Comments. This species is highly variable in size, color, pilosity, configuration of the propodeal spines, and to a lesser extent, petiole configuration. Relative to other groups of monomorphic myrmicines, there is a great deal of size variation, with worker HW ranging from 0.45 to 0.65 mm. The eyes vary from 7-8 to 20-22 ommatidia, with this number correlated with size. In color, the majority of the specimens are black with brown appendages and yellowish extremities. The normal pilosity is moderately long, although very long in some small brown workers (Costa Rica, Barbas Volcano, 800 m). The petiole typically has a short peduncle, curving continuously into the dorsal rounded face; in some workers, the petiole is somewhat more square, with the anterior and posterior faces almost parallel. The characteristics with the greatest variability are the sculpturing of the promesonotum and the size and form of the propodeal spines. The most typical tendency in worker sculpturing is the formation of rugulae or longitudinal carinae, either moderately or strongly marked, which form 14-15 coarse costulae over the dorsal area. Most of the time these costae or rugulae do not touch the anterior border of the pronotum, instead being replaced by oblique or transverse rugae. In a few cases these rugae reach the anterior margin of the pronotum, and in some workers they are concentric around a few central longitudinal rugae. In a few other workers, they are mostly oblique, almost transverse. Figures 23, 39 and 40 show some examples of the sculpturing. The teeth or propodeal spines are variable as well, from low and triangular (shorter than their bases), to elongated and slender in shape.
With such wide variation it would be easy to interpret the endpoints (in isolation) as different species, and in fact at the beginning of this revision some of the extreme examples seemed to represent new species, based especially on the size and sculpturing of the promesonotum. Nevertheless, critical examination of wider samples, from México to Colombia, reveals a continuum of size, sculpturing, and color mixtures. There are samples from the same locality and even the same nest in which the workers are different in size and promesonotum sculpturing. Under these circumstances, it is a challenge to identify characteristics by which species can be unambiguously separated. It is possible that A. tristani is actually a complex of closely-related species that have very recently undergone (or are undergoing) speciation. Populations in valleys or isolated mountains might be in the process of becoming discontinuous from neighboring populations, with accompanying differences in size, color, pilosity, or habits. Males associated with workers (lacking to date) could provide important information for evaluating these alternatives. Bigger samples, males, and genetic study should elucidate whether A. tristani is an extremely variable species or a set of closely-related species.
Some of the biggest specimens of A. tristani look like A. robustus . Nevertheless, the latter has a typical HW equal or greater than 0.83 mm, and most are around 0.85 mm. The rugulae of the head and promesonotum in A. robustus are more irregular, never straight, with more abundant and marked piliferous punctures. The tooth of the basal margin is large and robust, as big as or bigger than the subapical tooth of the masticatory margin; the clypeal teeth are also conspicuous. The propodeal spines are always low and black.
A. robustus is known only from Mexico.

Specimen Habitat Summary

Found most commonly in these habitats: 273 times found in cloud forest, 92 times found in montane wet forest, 64 times found in 2º mesophil forest, 38 times found in hardwood forest, 27 times found in mesophil forest, 20 times found in mature wet forest, 7 times found in moist forest, 7 times found in oak forest, 9 times found in cloud forest at night, 2 times found in mixed hardwood forest, ...

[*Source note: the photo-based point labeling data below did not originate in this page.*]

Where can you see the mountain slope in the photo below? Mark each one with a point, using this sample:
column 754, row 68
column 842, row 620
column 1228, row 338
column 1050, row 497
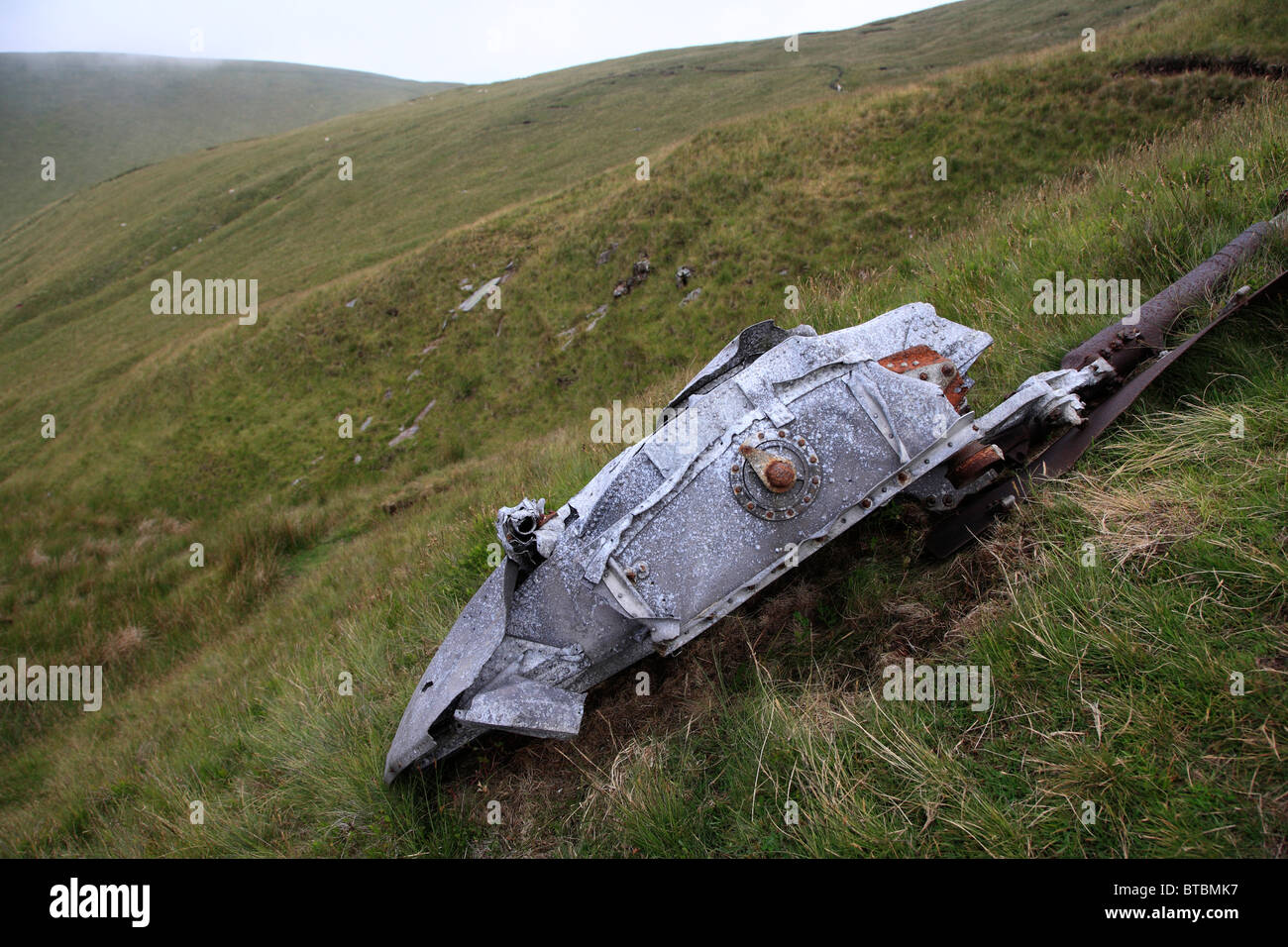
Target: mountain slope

Collected most commonly using these methods or in the following microhabitats: 319 times MiniWinkler, 100 times Winkler, 73 times Mini Winkler, 36 times Berlese, 22 times MaxiWinkler, 11 times Berlese/Winkler, 14 times Baiting, 9 times Night MiniWinkler, 2 times search, 1 times litter, 1 times beating, ...

Elevations: collected from 50 - 2750 meters, 1601 meters average

Type specimens: holotype Adelomyrmex brevispinosus: inbiocri001279889; paratype Adelomyrmex brevispinosus: inbiocri001281347; paratype brevispinosus: lacm ent 144557, lacm ent 144558, lacm ent 144559, lacm ent 144560, lacm ent 144562, lacm ent 144563, lacm ent 144564, lacm ent 144565, lacm ent 144566, lacm ent 144567, inbiocri001279885, inbiocri001279886, inbiocri001279887, inbiocri001279888, inbiocri001281275, inbiocri001281348, inbiocri001281349; paratype of Adelomyrmex brevispinosus: casent0901018; syntype of Apsychomyrmex tristani: casent0913951

(-1 examples)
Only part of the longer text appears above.